Additionally, Kerry needs to demand that the Palestinian leadership stop making maneuvers at the UN and other international bodies which are, at present, deeply counterproductive. Palestinian leaders are rightly frustrated by Israel's refusal to release Palestinian prisoners, as per an earlier agreement, and the Palestinians see their requests for accession to international conventions and treaties as an opportunity to "level the playing field." They believe that membership in international organizations will force the Israelis to negotiate with them as equals and raise the possibility of Palestine joining the International Criminal Court -- which could be diplomatically devastating to Israel. But the Palestinian Authority agreed to abstain from applying to such organizations during the negotiating process, which is set to end on April 29th, and by applying early, they not only tarnish Secretary Kerry's prestige, they also give Israel an opening to credibly blame the Palestinians for the negotiations' failure. The secretary must make it clear that this kind of pointless poke in the eye will not be tolerated.

All of these demands raise the question of what leverage the United States has over these parties, and the answer is: plenty. The Palestinian Authority, not to mention the West Bank economy, exists by the grace of international support, with billions coming from the United States. On the other hand, the U.S. has also lavished 165 billion dollars in aid to Israel since 1948 and continues to be Israel's greatest advocate on the international stage -- even when doing so means vetoing UN resolutions that are based verbatim on U.S. policy. Put another way: we're funding both sides of this conflict and it's about time their respective leaders started acting like they remember that, especially considering that peace is in their own interests even more than it is in ours.
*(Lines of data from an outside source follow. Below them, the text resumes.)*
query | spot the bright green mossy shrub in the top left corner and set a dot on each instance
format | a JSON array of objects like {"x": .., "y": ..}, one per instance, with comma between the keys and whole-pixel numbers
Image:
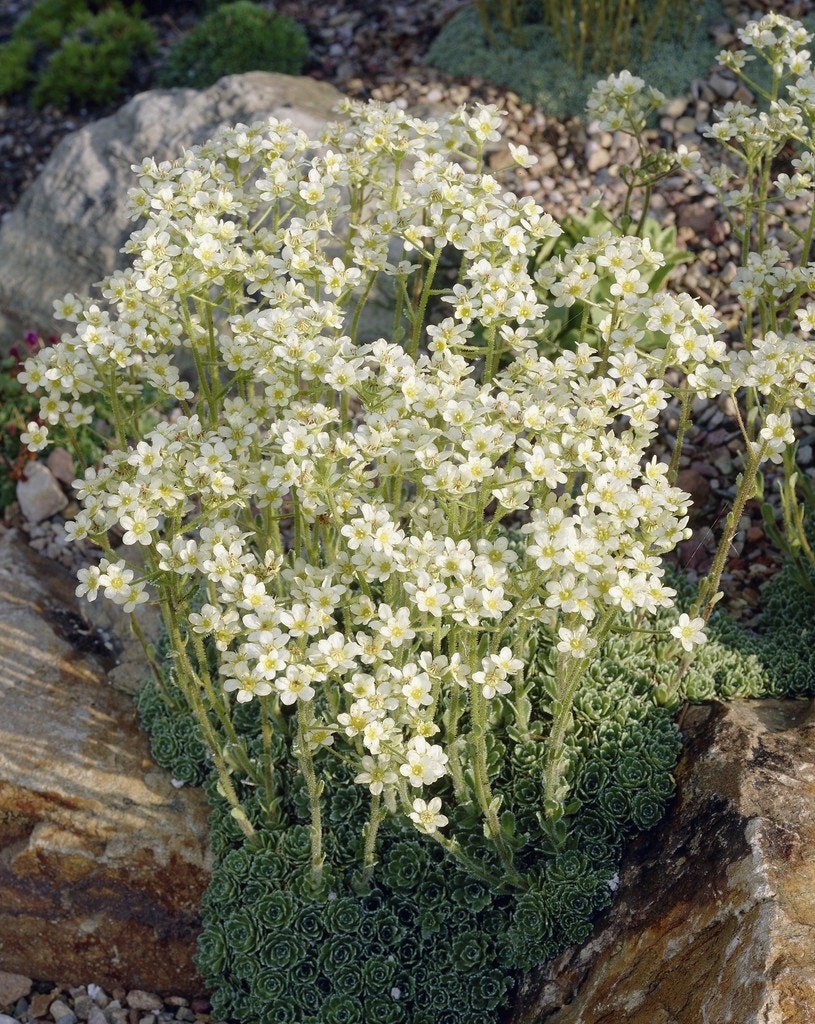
[{"x": 74, "y": 53}]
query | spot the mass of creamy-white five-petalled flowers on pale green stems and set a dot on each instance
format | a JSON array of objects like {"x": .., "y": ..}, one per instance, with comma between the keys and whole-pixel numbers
[{"x": 324, "y": 519}]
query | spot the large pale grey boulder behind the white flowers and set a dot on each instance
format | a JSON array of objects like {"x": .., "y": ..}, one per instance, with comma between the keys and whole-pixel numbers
[{"x": 67, "y": 232}]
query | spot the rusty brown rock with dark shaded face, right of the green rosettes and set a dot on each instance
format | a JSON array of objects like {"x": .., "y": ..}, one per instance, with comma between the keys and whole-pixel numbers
[{"x": 715, "y": 917}]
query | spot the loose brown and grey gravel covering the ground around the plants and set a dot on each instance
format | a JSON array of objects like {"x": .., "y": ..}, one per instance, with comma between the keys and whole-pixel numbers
[{"x": 375, "y": 50}]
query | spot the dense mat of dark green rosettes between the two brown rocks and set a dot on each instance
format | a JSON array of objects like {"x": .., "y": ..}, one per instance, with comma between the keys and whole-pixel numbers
[{"x": 450, "y": 944}]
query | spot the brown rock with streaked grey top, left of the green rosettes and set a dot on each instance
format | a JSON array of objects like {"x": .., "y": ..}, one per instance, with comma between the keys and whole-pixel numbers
[{"x": 103, "y": 862}]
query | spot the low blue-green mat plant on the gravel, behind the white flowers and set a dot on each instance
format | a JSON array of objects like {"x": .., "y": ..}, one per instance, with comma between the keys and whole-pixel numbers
[{"x": 541, "y": 71}]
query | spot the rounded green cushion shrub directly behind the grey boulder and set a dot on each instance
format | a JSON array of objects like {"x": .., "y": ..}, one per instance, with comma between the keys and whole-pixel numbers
[{"x": 236, "y": 38}]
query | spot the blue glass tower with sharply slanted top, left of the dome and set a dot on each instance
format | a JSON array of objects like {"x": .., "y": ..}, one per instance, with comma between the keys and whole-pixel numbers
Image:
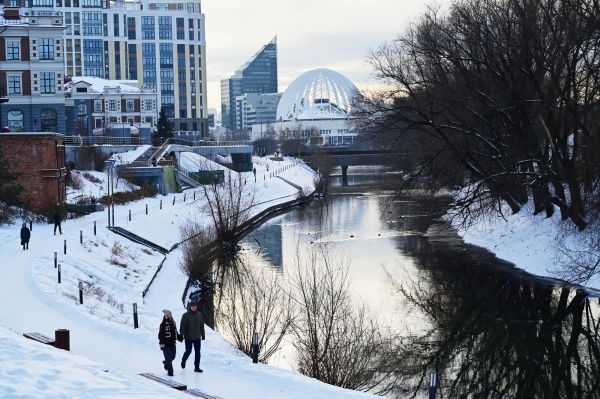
[{"x": 258, "y": 75}]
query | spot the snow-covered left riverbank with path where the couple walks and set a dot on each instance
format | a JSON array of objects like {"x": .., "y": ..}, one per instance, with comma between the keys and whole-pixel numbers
[{"x": 114, "y": 272}]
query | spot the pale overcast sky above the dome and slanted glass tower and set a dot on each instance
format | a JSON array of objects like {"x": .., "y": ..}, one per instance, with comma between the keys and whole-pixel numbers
[{"x": 335, "y": 34}]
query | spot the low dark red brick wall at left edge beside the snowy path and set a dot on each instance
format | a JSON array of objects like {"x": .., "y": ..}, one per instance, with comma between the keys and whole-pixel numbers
[{"x": 41, "y": 165}]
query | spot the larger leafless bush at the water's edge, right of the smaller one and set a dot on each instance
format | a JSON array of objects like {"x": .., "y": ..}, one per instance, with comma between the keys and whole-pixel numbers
[{"x": 336, "y": 342}]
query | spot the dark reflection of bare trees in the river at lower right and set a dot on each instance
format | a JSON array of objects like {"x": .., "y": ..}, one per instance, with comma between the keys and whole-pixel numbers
[{"x": 493, "y": 336}]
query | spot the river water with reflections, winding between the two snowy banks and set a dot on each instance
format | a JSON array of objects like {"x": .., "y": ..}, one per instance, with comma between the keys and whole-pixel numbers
[{"x": 488, "y": 329}]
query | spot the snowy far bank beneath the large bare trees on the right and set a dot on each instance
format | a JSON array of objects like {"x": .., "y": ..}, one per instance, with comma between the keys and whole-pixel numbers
[{"x": 532, "y": 242}]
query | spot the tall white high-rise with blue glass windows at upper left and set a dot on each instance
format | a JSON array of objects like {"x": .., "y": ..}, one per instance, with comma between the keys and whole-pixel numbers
[{"x": 159, "y": 43}]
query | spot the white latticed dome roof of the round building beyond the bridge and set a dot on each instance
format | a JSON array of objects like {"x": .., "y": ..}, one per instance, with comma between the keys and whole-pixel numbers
[{"x": 317, "y": 94}]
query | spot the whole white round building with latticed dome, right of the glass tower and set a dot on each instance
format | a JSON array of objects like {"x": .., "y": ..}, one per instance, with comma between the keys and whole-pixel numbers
[{"x": 318, "y": 100}]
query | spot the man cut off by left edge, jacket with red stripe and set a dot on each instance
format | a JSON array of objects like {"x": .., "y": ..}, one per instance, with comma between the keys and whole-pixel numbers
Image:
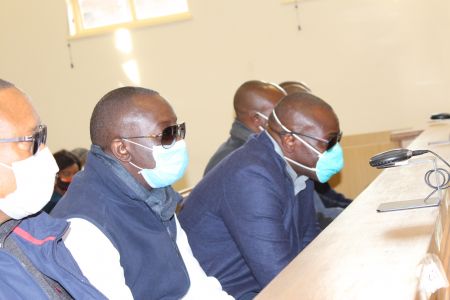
[{"x": 34, "y": 263}]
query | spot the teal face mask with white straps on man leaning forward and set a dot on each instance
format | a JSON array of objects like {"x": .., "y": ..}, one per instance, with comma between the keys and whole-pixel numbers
[{"x": 329, "y": 163}]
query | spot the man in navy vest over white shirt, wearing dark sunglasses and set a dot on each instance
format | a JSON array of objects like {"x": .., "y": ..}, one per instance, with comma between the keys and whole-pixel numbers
[{"x": 124, "y": 233}]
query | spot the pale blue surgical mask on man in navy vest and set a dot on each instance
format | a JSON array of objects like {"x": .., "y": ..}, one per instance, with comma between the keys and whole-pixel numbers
[{"x": 170, "y": 163}]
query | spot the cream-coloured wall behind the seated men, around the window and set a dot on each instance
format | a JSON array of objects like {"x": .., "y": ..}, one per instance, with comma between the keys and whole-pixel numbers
[{"x": 382, "y": 64}]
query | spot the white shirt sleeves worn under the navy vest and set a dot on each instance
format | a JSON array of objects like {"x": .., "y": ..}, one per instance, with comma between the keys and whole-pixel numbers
[{"x": 99, "y": 261}]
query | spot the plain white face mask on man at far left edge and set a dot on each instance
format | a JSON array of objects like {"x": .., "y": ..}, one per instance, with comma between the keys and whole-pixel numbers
[{"x": 35, "y": 178}]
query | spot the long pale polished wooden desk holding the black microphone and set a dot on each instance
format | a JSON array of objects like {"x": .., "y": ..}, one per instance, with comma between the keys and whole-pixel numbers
[{"x": 368, "y": 255}]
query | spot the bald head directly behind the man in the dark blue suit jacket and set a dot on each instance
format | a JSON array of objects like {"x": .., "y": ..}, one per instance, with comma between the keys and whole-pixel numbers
[{"x": 256, "y": 96}]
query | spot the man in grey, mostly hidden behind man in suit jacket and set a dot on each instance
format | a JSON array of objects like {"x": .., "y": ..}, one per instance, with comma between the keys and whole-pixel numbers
[{"x": 253, "y": 102}]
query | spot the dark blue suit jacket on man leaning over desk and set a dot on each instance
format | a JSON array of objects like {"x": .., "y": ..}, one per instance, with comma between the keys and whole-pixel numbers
[{"x": 243, "y": 220}]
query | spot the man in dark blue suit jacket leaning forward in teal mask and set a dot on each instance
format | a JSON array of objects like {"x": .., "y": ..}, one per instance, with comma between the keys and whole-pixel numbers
[{"x": 255, "y": 209}]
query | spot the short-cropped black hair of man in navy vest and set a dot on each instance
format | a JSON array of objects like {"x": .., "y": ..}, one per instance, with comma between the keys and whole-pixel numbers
[{"x": 106, "y": 112}]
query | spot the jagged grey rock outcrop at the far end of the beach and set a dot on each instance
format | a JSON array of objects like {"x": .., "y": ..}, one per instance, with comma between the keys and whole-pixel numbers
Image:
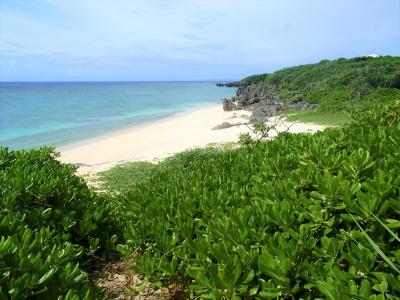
[{"x": 263, "y": 101}]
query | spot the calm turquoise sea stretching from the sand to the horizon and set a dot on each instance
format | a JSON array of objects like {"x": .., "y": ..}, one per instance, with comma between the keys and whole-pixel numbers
[{"x": 58, "y": 113}]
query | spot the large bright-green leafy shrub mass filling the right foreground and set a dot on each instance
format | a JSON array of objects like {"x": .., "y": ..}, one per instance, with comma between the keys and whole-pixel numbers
[{"x": 302, "y": 216}]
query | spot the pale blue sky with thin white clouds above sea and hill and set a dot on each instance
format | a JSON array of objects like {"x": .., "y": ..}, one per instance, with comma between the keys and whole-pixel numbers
[{"x": 186, "y": 40}]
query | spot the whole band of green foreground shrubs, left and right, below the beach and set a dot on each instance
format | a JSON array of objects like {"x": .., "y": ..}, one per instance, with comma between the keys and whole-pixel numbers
[{"x": 300, "y": 217}]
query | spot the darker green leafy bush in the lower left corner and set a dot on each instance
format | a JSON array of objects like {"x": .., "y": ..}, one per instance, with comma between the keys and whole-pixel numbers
[{"x": 51, "y": 224}]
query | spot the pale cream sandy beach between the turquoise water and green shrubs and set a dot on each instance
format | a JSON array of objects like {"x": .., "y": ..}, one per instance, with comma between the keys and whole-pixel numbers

Kerry also needs to follow through on his promise to release the framework agreement that the parties have been working on, with or without their endorsement. That means explicitly detailing the parameters of a two-state solution: a Palestinian capital in East Jerusalem, 1967 borders with reciprocal land swaps to bring 80% of Israeli settlers into Israel, Palestinian right of return only to the new Palestinian state, compensation both for Palestinian refugees and for Jewish refugees from Arab countries after 1948. Kerry should then get the document endorsed by the Quartet (the United States, United Nations, European Union and Russia), and possibly even the UN Security Council.

Releasing these parameters will have several important effects. It will begin to acclimate the Israeli and Palestinian publics to the compromises they will have to make for peace; the Oslo process was brought down in part by the distance forming between what the negotiators were talking about and what their publics were prepared to accept. Getting an agreement endorsed internationally would also reduce the latitude of the parties in future negotiations. So while it may presently be impossible to get the Palestinians and Israelis to agree on a solution, by introducing it and getting it endorsed internationally, Secretary Kerry could help keep the possibility of a two-state solution alive until both sides are ready to elect leaders who will enact it.

Kerry has invested too much in these talks and handled them with too much grace to allow the parties to end them in a blaze of mutually consuming humiliation. By standing tough now, Kerry can give these negotiations their best shot at survival while also saving face and laying the groundwork for peace later if the talks fail.